High-speed concentration of sorted data streams for triggerless HEP experiments

presented by: Marek Gumiński

### Triggerless High Energy Physics experiments

In classical HEP experiments particles are grouped into bunches, that collide at preset time. Data acquisition may be triggered at that time.

Certain experiments benefit from continuous particle flow resulting in "continuous" collision.

With continuous particle flow, there is no external trigger source, DAQ must be ready to accept data at any time.

Readout data in triggerless experiments consists of continuous stream of small (ie 32 bits) data packets.

Typical data packet contain actual measurement (ADC value) and its timestamp. Other information may be also included.

#### Data Acquisition

Efficient data processing requires readout data to be encapsulated in packets containing entire data from certain time period.

Online creation of time packets requires strictly sorted data stream.

Each FEE sends data whenever it is acquired, producing rising timestamp data stream.

Certain samples may be slightly out of order (maximum disorder should be defined), but generally timestamp is rising.

Data of certain timestamp may be shifted in different FEE streams.

A0 A1 A3 A7 B0 B4 B7 B9 A0 B0 A1 A3 B4 A7 B7 B9

If FEE data streams are not sorted, it has to be done before stream merging. Not included in this presentation.

#### Merging

Buffer (with FIFOs) S inputs to account for shifts in different data streams.

Select N oldest sample from all input data FIFOs.

Make sure that no FIFO is empty.

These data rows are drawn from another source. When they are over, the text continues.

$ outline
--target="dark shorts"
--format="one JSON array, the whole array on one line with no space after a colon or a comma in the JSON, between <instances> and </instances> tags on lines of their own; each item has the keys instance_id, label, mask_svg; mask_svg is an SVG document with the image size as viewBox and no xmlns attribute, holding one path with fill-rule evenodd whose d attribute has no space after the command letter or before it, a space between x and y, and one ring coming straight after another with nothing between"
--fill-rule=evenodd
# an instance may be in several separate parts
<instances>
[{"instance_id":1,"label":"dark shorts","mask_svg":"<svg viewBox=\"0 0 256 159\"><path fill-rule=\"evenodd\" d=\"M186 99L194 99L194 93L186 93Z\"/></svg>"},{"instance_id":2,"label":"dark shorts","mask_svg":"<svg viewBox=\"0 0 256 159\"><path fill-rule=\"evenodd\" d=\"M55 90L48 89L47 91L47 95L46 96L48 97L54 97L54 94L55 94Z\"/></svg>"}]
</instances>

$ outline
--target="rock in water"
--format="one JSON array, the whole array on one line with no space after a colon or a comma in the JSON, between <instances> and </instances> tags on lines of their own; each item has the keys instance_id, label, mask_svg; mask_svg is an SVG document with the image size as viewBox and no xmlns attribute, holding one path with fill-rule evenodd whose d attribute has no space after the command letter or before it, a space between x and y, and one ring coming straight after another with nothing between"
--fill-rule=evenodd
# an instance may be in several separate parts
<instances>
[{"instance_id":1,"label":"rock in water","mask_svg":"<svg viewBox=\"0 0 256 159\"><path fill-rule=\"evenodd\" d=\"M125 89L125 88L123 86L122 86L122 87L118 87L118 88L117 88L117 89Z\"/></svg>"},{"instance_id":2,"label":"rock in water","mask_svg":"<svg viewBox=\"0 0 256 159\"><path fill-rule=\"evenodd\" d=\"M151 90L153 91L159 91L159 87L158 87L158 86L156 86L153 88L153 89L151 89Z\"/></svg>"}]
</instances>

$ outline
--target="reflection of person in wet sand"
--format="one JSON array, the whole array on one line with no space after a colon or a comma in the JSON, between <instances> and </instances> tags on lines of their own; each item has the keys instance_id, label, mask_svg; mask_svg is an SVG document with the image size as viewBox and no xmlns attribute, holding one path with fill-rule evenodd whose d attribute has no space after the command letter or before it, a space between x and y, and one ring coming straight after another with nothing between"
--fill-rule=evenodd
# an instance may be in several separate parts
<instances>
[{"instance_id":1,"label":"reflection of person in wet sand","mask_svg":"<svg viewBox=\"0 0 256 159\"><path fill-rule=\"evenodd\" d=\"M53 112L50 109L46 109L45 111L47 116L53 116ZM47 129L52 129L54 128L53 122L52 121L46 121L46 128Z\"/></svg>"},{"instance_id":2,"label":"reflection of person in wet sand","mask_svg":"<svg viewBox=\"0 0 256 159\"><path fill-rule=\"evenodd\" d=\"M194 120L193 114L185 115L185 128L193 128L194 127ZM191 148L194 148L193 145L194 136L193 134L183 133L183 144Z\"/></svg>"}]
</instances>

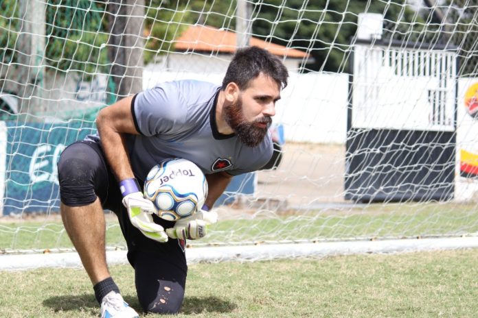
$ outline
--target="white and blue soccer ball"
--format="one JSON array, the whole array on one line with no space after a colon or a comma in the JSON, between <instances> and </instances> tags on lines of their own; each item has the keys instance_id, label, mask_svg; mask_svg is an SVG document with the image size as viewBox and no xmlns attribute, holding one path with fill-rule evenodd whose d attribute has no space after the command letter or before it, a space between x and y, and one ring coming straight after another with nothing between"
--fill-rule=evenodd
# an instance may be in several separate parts
<instances>
[{"instance_id":1,"label":"white and blue soccer ball","mask_svg":"<svg viewBox=\"0 0 478 318\"><path fill-rule=\"evenodd\" d=\"M162 161L151 169L144 182L144 197L155 204L158 215L168 221L194 215L207 196L204 173L186 159Z\"/></svg>"}]
</instances>

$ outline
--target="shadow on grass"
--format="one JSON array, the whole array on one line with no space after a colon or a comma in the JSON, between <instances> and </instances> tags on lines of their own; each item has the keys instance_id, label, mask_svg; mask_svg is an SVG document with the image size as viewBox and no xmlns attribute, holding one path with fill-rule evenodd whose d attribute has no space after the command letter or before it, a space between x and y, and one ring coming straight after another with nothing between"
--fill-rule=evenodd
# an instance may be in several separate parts
<instances>
[{"instance_id":1,"label":"shadow on grass","mask_svg":"<svg viewBox=\"0 0 478 318\"><path fill-rule=\"evenodd\" d=\"M135 297L124 295L123 297L138 313L143 312ZM43 306L51 308L55 312L85 311L92 315L98 315L100 312L100 305L93 294L51 297L43 301ZM186 297L183 302L181 313L186 315L229 313L236 308L236 304L217 297Z\"/></svg>"},{"instance_id":2,"label":"shadow on grass","mask_svg":"<svg viewBox=\"0 0 478 318\"><path fill-rule=\"evenodd\" d=\"M135 297L123 296L124 301L136 310L140 310L139 303ZM50 297L43 301L43 306L54 311L87 311L98 315L100 305L91 294L68 295ZM141 310L142 311L142 310Z\"/></svg>"},{"instance_id":3,"label":"shadow on grass","mask_svg":"<svg viewBox=\"0 0 478 318\"><path fill-rule=\"evenodd\" d=\"M199 314L201 313L229 313L237 305L217 297L185 297L180 313L182 314Z\"/></svg>"}]
</instances>

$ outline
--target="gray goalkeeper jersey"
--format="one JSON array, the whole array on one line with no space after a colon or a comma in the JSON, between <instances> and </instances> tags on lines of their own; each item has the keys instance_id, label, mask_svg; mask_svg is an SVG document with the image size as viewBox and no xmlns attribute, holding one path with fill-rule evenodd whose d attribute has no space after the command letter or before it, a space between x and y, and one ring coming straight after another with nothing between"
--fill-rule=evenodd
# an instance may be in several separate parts
<instances>
[{"instance_id":1,"label":"gray goalkeeper jersey","mask_svg":"<svg viewBox=\"0 0 478 318\"><path fill-rule=\"evenodd\" d=\"M137 94L131 112L139 135L126 145L136 178L168 158L192 161L205 174L225 171L236 175L258 170L273 152L270 134L257 147L218 132L216 104L220 86L194 80L162 83ZM98 138L98 137L97 137Z\"/></svg>"}]
</instances>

New sample on previously empty input may turn out to be older than previously output.



Maximum stream bandwidth is equal to the number of samples going through the pipeline in parallel when all samples are valid (no empty samples).

$$B_{max} = N * f_{clk}$$

Often pipeline has lower bandwidth than the maximum possible (multiple empty cycles).

$$B = K*N*f_{clk}, K \leq 1$$

Maximum output FIFO bandwidth must be higher or equal to the sum of input FIFO bandwidth.

$$B_{out} \geq \sum_{in=0}^{S-1} B_{in}$$

#### Number of input streams

As long as bandwidth condition is fulfilled, the merger may have any number of inputs.



The more inputs, the more comparisons are required to find the oldest sample.

In order to get highest bandwidth, binary tree of two input mergers must be used.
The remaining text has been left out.